DATA RUCK
June 4, 2026

Expected Try (xT) — Modelling danger in rugby

Expected Try (xT): putting a number on danger

In football, Expected Goals (xG) has become ubiquitous: every shot is assigned a probability of becoming a goal, based on position, angle, and action type. A shot from the penalty spot is worth ~0.76 xG. A header from a corner is worth ~0.05.

Rugby. Same problem, same question: how dangerous is this action for the defending team? A ruck at halfway is not the same as a linebreak 5 metres from the try line. A well-won lineout in the opposition 22 is not worth the same as a turnover after a wayward kick.

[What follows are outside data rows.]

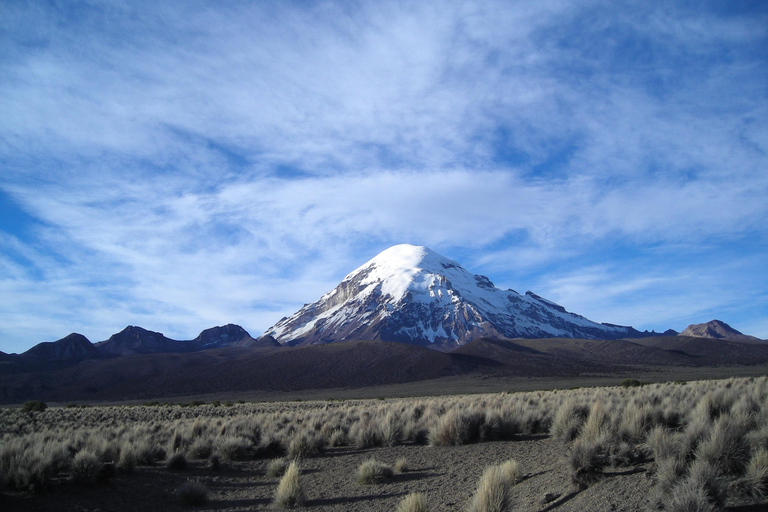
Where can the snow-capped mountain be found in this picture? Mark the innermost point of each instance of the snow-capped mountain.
(412, 294)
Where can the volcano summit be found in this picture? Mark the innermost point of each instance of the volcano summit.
(411, 294)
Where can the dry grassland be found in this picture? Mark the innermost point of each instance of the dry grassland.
(674, 446)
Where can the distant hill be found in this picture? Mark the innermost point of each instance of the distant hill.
(136, 340)
(717, 329)
(74, 347)
(357, 364)
(224, 336)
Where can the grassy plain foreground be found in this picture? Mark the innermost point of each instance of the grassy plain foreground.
(671, 446)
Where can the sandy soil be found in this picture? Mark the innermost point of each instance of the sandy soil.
(447, 476)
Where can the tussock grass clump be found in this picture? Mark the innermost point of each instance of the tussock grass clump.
(401, 465)
(754, 483)
(727, 446)
(305, 446)
(232, 447)
(289, 492)
(192, 493)
(587, 460)
(569, 418)
(128, 459)
(456, 428)
(373, 472)
(366, 435)
(176, 461)
(494, 490)
(200, 449)
(391, 430)
(277, 467)
(414, 502)
(86, 468)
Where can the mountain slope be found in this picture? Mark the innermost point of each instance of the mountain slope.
(718, 330)
(222, 336)
(74, 347)
(136, 340)
(412, 294)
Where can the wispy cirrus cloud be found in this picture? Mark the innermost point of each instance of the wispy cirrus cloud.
(187, 164)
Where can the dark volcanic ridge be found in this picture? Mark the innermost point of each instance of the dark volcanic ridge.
(402, 303)
(717, 329)
(359, 364)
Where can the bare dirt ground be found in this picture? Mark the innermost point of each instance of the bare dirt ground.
(447, 476)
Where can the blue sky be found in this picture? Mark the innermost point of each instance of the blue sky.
(181, 165)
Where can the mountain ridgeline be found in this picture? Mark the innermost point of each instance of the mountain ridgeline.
(407, 293)
(411, 294)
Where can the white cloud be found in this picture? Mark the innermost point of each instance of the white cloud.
(195, 164)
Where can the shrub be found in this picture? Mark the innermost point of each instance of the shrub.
(373, 472)
(289, 492)
(414, 502)
(494, 490)
(192, 493)
(34, 406)
(86, 468)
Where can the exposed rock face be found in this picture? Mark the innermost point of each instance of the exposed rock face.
(412, 294)
(74, 347)
(716, 329)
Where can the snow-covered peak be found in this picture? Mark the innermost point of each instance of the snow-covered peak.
(403, 268)
(413, 294)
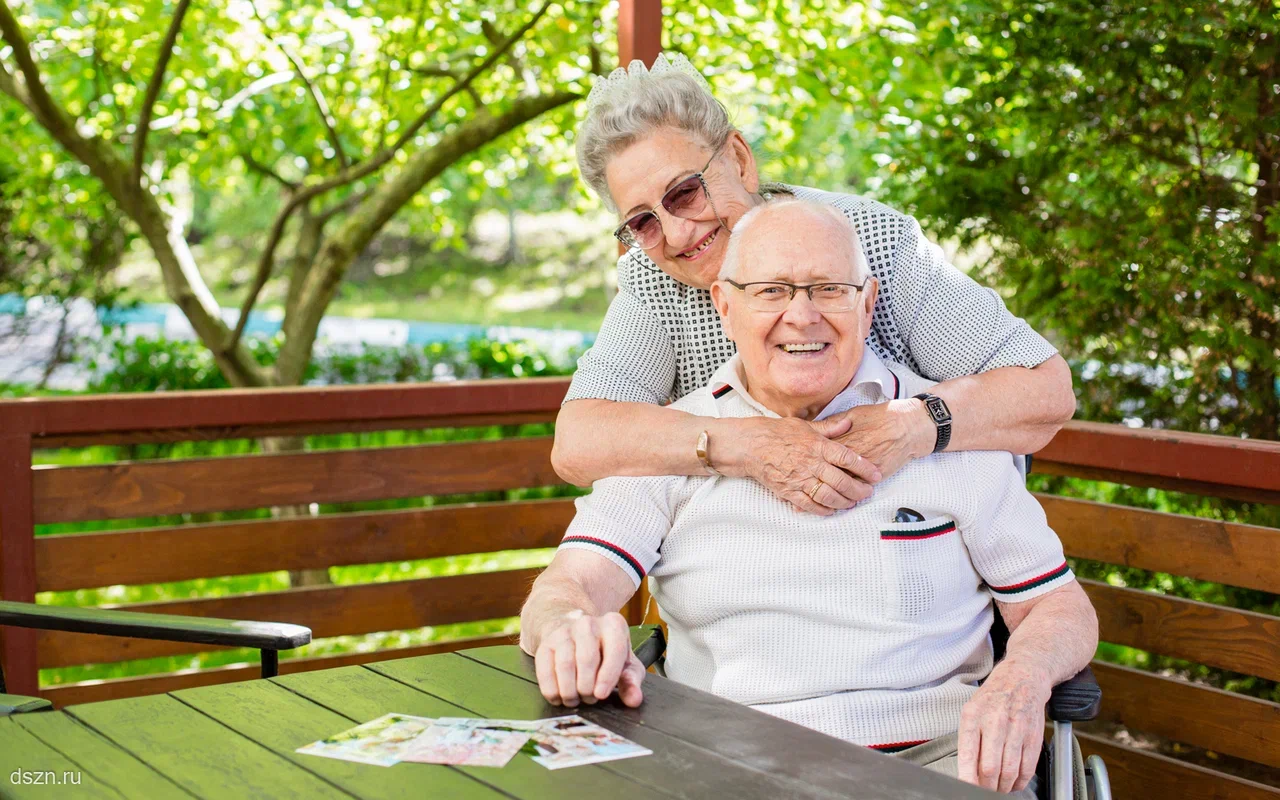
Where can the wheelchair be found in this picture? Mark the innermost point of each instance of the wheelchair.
(1063, 773)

Expected Try (xT) answers that: what is the probability that the team in possession scores a try in the next 60 seconds, from this position, following this action?

The data: 48 matches from the 2023 Rugby World Cup, with GPS position data for every action — 32,000+ events and 325 tries.

1. The geography of danger

The first thing the analysis reveals is a stark gap between where play happens on the pitch and how dangerous each zone actually is.

Event density and xT by zone

Top: distribution of all actions on the pitch. Bottom: average xT (probability of a try in 60s) by zone. The gradient is dramatic.

Half of all actions happen between the two 22-metre lines. That's where most rucks, scrums, and lineouts take place. And yet, xT in that zone is near zero — between 3% and 5%. Having territory does not mean being dangerous.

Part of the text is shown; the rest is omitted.